Online Convex Optimization Against Adversaries with Memory and Application to Statistical Arbitrage

TL;DR

This paper extends online learning with memory to the broader online convex optimization framework, proposing algorithms with optimal regret bounds and applying them to financial statistical arbitrage.

Contribution

It introduces two algorithms for online convex optimization with memory, achieving optimal regret bounds for convex and strongly convex losses, including non-Lipschitz cases.

Findings

Algorithms attain optimal regret bounds for convex and strongly convex losses.

Application to statistical arbitrage demonstrates practical effectiveness.

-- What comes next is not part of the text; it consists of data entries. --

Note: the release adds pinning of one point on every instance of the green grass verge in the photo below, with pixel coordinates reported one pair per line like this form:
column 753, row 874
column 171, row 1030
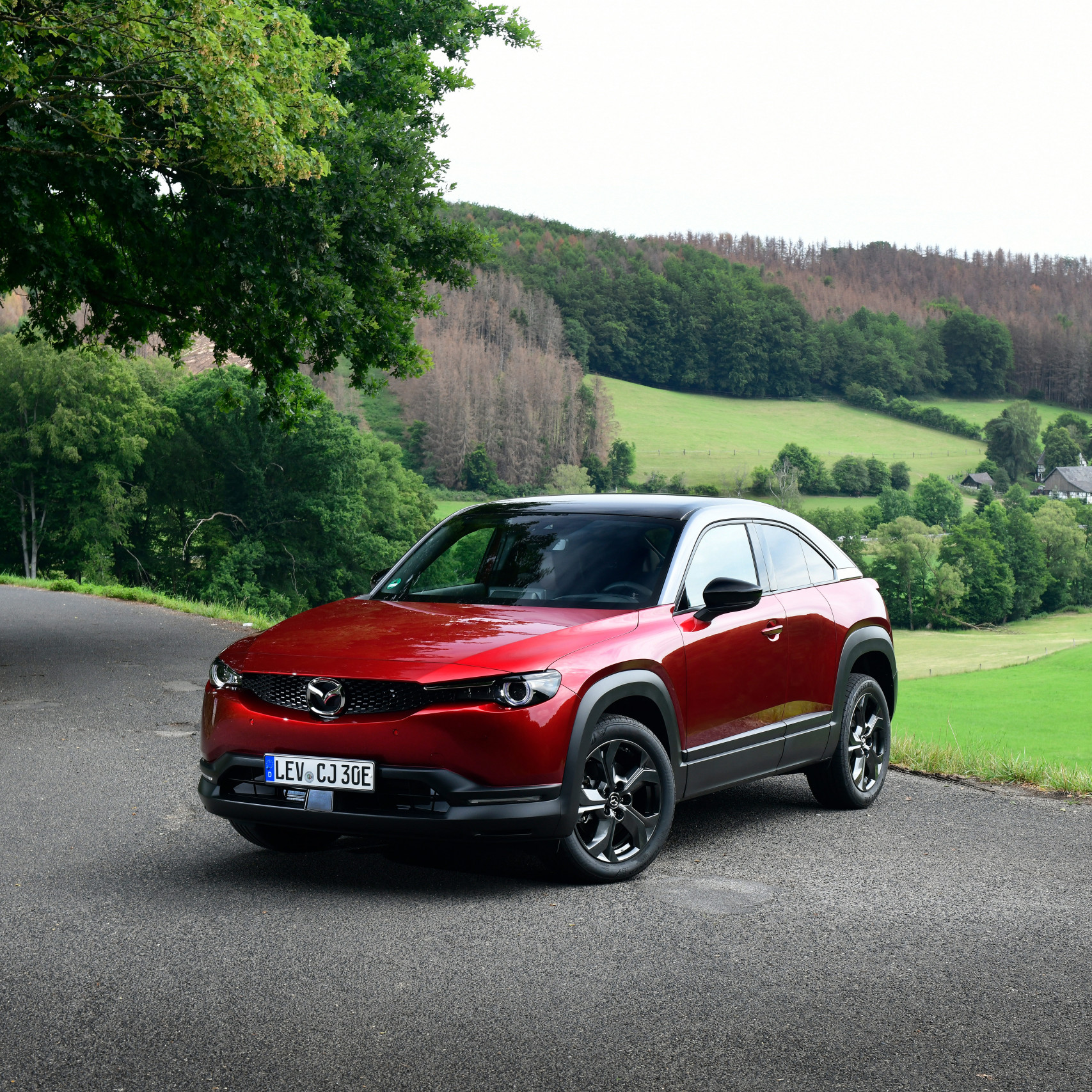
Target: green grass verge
column 143, row 596
column 1006, row 768
column 1028, row 723
column 720, row 434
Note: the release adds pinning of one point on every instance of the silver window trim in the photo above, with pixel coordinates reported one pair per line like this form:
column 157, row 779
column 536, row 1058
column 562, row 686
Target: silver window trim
column 706, row 529
column 771, row 569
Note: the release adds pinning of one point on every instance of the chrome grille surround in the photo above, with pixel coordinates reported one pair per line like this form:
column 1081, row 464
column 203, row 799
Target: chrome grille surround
column 367, row 696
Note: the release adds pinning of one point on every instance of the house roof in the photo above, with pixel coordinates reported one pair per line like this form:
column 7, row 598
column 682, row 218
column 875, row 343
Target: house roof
column 1070, row 480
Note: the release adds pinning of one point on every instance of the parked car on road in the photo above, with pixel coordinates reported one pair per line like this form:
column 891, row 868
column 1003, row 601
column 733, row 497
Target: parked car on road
column 559, row 670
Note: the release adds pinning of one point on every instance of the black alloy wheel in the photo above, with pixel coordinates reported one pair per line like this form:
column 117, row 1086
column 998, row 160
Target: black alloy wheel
column 627, row 803
column 854, row 775
column 284, row 839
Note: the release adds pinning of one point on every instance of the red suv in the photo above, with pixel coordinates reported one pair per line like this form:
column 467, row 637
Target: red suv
column 560, row 670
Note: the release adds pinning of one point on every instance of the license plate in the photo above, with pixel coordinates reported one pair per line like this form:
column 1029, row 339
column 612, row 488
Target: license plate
column 349, row 775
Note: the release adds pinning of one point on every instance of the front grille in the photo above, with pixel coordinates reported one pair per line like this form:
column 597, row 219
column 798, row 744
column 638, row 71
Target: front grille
column 366, row 696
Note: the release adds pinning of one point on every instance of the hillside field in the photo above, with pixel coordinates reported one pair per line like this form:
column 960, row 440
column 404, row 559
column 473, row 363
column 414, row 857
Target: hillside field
column 1036, row 709
column 923, row 653
column 720, row 434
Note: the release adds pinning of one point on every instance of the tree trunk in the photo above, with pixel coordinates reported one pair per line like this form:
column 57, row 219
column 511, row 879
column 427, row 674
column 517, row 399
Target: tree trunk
column 22, row 534
column 36, row 526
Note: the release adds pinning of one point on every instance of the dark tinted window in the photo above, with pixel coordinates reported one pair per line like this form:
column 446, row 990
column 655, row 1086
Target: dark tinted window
column 818, row 567
column 570, row 560
column 786, row 555
column 723, row 551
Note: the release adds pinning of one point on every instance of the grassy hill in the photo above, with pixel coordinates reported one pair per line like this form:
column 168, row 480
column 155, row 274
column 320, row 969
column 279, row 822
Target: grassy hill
column 720, row 434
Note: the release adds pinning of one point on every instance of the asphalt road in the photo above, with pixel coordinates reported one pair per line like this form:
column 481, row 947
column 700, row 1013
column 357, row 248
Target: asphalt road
column 939, row 940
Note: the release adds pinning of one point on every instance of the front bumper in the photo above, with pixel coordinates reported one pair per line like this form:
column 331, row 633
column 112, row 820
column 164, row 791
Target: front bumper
column 408, row 802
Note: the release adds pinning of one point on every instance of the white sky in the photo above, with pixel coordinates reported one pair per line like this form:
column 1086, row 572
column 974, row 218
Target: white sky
column 963, row 125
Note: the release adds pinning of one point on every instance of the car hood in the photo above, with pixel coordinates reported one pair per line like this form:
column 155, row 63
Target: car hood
column 423, row 641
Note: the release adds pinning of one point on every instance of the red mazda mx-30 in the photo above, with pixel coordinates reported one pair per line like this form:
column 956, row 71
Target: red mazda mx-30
column 560, row 670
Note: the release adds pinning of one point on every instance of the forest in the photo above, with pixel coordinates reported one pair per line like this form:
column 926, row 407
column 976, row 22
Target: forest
column 735, row 317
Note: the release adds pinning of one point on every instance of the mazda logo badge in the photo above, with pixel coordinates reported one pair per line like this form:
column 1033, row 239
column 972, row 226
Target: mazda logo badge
column 326, row 698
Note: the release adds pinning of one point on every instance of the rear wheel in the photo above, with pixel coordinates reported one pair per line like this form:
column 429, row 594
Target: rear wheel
column 627, row 804
column 854, row 775
column 284, row 839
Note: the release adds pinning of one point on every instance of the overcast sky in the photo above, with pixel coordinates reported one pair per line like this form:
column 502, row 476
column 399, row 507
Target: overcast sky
column 965, row 125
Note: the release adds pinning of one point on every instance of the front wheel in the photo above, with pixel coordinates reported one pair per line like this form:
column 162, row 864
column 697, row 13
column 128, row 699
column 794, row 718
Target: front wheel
column 284, row 839
column 854, row 775
column 627, row 804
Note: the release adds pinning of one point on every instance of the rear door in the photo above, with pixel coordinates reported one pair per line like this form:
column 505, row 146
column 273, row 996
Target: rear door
column 811, row 642
column 734, row 669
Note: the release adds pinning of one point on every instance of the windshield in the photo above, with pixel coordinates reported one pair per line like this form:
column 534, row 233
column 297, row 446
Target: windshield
column 541, row 559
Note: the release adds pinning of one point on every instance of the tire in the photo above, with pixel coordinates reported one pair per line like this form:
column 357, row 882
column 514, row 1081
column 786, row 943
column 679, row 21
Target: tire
column 284, row 839
column 854, row 775
column 621, row 832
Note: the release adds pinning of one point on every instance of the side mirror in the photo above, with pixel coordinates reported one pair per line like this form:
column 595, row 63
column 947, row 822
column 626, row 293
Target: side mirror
column 724, row 594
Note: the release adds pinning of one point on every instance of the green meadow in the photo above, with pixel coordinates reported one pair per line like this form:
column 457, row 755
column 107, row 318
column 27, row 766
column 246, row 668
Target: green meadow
column 707, row 437
column 1038, row 710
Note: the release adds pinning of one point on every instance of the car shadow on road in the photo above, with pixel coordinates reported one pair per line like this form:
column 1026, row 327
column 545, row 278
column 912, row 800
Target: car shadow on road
column 477, row 868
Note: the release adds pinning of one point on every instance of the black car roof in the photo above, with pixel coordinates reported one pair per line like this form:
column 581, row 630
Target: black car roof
column 630, row 503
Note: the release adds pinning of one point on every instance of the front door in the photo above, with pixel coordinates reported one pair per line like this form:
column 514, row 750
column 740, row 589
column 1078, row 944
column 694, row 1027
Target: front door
column 811, row 644
column 734, row 669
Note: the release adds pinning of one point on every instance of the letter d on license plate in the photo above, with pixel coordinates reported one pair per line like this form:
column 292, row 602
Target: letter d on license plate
column 304, row 771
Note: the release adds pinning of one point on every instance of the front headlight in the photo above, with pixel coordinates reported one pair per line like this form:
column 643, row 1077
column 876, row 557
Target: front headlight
column 517, row 692
column 221, row 675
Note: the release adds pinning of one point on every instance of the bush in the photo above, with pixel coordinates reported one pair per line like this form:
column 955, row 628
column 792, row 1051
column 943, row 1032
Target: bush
column 851, row 475
column 867, row 398
column 894, row 503
column 568, row 480
column 480, row 473
column 879, row 477
column 812, row 473
column 937, row 503
column 900, row 475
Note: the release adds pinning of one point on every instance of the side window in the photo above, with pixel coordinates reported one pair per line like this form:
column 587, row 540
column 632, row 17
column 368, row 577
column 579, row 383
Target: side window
column 820, row 569
column 784, row 551
column 723, row 551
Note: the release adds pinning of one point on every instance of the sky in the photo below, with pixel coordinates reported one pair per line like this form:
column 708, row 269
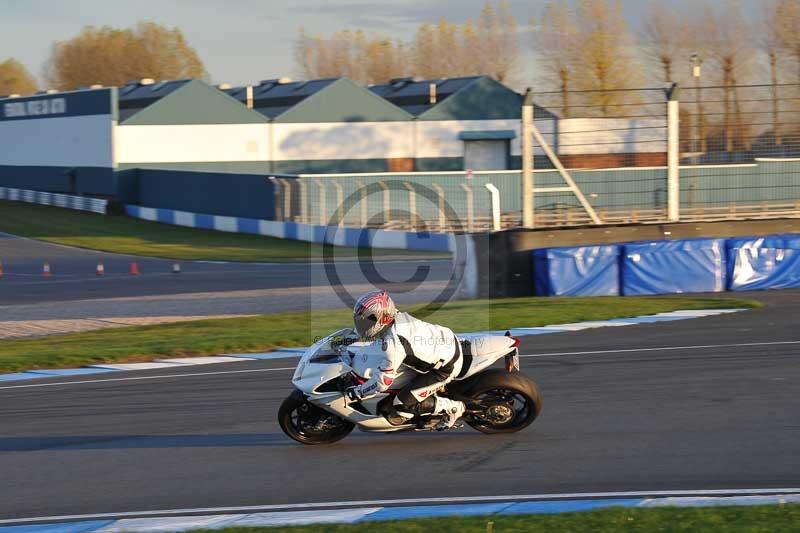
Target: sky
column 242, row 41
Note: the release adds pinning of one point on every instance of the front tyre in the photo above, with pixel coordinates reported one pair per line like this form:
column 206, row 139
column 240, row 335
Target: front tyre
column 308, row 424
column 508, row 402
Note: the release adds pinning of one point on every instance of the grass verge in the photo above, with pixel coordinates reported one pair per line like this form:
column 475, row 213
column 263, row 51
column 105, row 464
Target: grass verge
column 126, row 235
column 766, row 518
column 262, row 333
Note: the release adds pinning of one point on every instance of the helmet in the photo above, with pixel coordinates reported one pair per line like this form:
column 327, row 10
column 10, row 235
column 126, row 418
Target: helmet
column 373, row 313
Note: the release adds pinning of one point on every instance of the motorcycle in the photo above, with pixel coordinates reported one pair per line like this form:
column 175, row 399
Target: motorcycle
column 318, row 412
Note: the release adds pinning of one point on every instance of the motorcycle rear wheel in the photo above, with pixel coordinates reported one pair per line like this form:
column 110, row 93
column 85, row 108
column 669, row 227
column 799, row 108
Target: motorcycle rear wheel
column 296, row 414
column 515, row 400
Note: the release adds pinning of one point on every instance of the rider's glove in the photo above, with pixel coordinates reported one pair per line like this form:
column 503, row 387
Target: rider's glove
column 352, row 394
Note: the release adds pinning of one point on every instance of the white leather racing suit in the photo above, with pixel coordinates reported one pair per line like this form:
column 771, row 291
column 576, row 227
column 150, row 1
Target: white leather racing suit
column 430, row 350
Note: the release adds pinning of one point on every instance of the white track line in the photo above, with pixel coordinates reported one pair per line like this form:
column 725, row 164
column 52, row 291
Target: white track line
column 554, row 354
column 457, row 499
column 662, row 348
column 144, row 377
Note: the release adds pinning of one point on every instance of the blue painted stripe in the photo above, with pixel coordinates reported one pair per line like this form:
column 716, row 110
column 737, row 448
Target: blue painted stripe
column 65, row 527
column 319, row 233
column 648, row 319
column 71, row 371
column 268, row 356
column 569, row 506
column 521, row 332
column 204, row 221
column 425, row 240
column 290, row 230
column 429, row 511
column 247, row 225
column 166, row 216
column 365, row 238
column 351, row 236
column 17, row 376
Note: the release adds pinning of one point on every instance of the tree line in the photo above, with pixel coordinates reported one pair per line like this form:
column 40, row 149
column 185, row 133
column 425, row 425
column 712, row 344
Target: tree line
column 110, row 57
column 576, row 45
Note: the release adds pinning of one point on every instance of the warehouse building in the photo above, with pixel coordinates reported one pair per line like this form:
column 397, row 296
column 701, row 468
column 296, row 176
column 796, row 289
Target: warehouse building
column 76, row 141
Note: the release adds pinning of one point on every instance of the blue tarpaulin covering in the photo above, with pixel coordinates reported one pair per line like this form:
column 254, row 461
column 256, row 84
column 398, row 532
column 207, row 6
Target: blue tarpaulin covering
column 577, row 271
column 756, row 263
column 665, row 267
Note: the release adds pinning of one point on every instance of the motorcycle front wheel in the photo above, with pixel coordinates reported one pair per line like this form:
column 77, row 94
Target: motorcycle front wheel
column 508, row 402
column 308, row 424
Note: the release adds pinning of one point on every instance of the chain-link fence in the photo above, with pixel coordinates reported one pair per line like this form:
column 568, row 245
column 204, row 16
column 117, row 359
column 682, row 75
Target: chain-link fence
column 740, row 151
column 735, row 154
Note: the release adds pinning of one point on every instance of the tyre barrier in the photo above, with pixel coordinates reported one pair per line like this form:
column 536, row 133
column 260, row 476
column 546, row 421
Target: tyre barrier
column 68, row 201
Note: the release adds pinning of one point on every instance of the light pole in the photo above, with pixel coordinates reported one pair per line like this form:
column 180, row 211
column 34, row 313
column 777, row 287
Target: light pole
column 696, row 63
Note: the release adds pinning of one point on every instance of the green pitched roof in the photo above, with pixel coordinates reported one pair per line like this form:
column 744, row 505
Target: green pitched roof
column 196, row 103
column 343, row 101
column 483, row 99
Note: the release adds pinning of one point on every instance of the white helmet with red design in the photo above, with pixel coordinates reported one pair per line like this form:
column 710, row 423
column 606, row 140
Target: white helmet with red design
column 373, row 313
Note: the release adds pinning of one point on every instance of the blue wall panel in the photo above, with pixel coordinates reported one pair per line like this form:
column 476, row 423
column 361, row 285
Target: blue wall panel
column 577, row 271
column 216, row 193
column 756, row 263
column 66, row 180
column 667, row 267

Extended framework captures temporal constraints in online learning.

Abstract

The framework of online learning with memory naturally captures learning problems with temporal constraints, and was previously studied for the experts setting. In this work we extend the notion of learning with memory to the general Online Convex Optimization (OCO) framework, and present two algorithms that attain low regret. The first algorithm applies to Lipschitz continuous loss functions, obtaining optimal regret bounds for both convex and strongly convex losses. The second algorithm attains the optimal regret bounds and applies more broadly to convex losses without requiring Lipschitz continuity, yet is more complicated to implement. We complement our theoretic results with an application to statistical arbitrage in finance: we devise algorithms for constructing mean-reverting portfolios.